Parents, on the other hand, should be more involved in their children’s lives, she says.
“When you have children, you’re supposed to take care of ‘em, and I don’t mean just feed ‘em. You teach ‘em. You take ‘em to church, you go to church with ‘em. That’s the whole trouble today, I see these young people, they don’t take care of their children. When I had my children, I took care of my children. And if there was any children that needed taking care of, I helped take care of them, too.”
The “tough-talking Texan” was known for breaking up many fist fights between neighbor boys on the corner outside her house.
“I don’t like no fights,” she says sternly.
As for what parents should teach their children: “I think it would be important for them to teach their children how to tend to their business – stay outta drugs, stay outta that bottle, work for what you get, not try to take it from somebody else.”
A lasting legacy
She passed those lessons on to her daughters, grandsons and six great-grandchildren.
Hadley describes her as the “matriarch” of the family who “taught us to be respectful to people.”

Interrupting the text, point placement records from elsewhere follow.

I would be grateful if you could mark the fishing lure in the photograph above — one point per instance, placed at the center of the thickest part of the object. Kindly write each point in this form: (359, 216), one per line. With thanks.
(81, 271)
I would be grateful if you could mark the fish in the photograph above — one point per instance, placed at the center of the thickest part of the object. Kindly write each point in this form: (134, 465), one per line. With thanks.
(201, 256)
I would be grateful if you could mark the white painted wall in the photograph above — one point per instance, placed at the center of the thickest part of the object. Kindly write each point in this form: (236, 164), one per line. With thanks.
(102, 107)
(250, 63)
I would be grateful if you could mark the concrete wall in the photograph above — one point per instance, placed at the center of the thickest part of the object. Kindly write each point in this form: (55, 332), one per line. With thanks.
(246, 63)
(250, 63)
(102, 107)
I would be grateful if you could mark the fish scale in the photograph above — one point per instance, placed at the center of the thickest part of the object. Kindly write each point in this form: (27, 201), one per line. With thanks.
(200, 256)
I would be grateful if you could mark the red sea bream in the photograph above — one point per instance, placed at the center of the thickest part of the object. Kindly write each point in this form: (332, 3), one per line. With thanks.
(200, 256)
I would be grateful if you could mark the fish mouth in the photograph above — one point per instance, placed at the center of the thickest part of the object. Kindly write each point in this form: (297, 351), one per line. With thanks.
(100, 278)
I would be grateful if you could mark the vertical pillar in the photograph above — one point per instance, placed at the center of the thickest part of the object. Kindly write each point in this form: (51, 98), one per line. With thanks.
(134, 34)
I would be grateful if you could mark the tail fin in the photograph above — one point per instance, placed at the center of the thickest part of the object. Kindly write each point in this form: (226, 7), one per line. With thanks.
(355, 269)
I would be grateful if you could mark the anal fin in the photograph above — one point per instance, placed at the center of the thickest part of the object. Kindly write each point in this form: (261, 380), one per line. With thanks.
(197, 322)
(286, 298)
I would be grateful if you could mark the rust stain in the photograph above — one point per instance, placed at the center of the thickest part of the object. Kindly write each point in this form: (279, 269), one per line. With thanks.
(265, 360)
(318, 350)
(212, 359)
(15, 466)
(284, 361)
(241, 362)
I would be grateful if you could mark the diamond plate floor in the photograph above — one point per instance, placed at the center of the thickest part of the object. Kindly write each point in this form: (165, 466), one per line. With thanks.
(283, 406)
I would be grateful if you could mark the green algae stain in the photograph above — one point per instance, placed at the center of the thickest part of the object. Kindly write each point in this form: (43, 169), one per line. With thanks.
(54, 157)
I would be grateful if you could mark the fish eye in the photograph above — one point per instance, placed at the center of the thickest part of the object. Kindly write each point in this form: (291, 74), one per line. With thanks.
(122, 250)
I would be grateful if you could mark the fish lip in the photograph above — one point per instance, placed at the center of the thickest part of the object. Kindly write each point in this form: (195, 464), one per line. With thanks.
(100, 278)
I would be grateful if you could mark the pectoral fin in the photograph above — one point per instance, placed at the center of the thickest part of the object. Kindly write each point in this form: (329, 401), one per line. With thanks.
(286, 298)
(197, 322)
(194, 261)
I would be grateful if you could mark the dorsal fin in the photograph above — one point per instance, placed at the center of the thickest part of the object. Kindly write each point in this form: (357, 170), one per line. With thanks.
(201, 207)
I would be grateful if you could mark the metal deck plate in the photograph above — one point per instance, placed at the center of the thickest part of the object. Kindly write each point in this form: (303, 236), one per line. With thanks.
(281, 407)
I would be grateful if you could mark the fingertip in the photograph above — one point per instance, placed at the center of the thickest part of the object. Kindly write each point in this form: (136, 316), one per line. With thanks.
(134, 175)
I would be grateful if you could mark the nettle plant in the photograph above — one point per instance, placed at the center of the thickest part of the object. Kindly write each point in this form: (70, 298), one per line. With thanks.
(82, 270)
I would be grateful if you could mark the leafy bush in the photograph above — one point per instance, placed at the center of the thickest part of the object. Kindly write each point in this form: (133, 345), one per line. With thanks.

“There were certain rules you had to abide by,” he says, “and if you went against them, there was hell to pay.”
At the same time, she was so loving that Hadley says he cried every time he had to leave her home. Reed is so loved by her family that she receives presents on both Mother’s Day and Father’s Day.
Aline Reed feels lucky.
“I tell people, ‘You can’t judge a book by its cover.’ Just because I grew up on the west side didn’t mean I didn’t know how a good life looks, because they provided that for my sisters and I.”
And Reed “did it with such dignity and grace.”
Of turning 100, Reed says, “I don’t feel no different. I don’t have a lot of pain. Once in a while my knee hurts sometimes but I never was sickly.” Of hard work, she says, “I’m not going to let nobody else do it.”
She continues to inspire many, including the Rev. Harris.
“We have been able to take lemons and make lemonade until we can do better here in this community,” Harris says. “West Fresno is still neglected. It still has the highest concentration of poverty. It still has the worst air and it still has poor schools.
“Who cares about that? People like Mom (Reed) does because she brings the children into her home, she loves them, she feeds them. She lets them know it’s going to be alright and don’t give up hope.”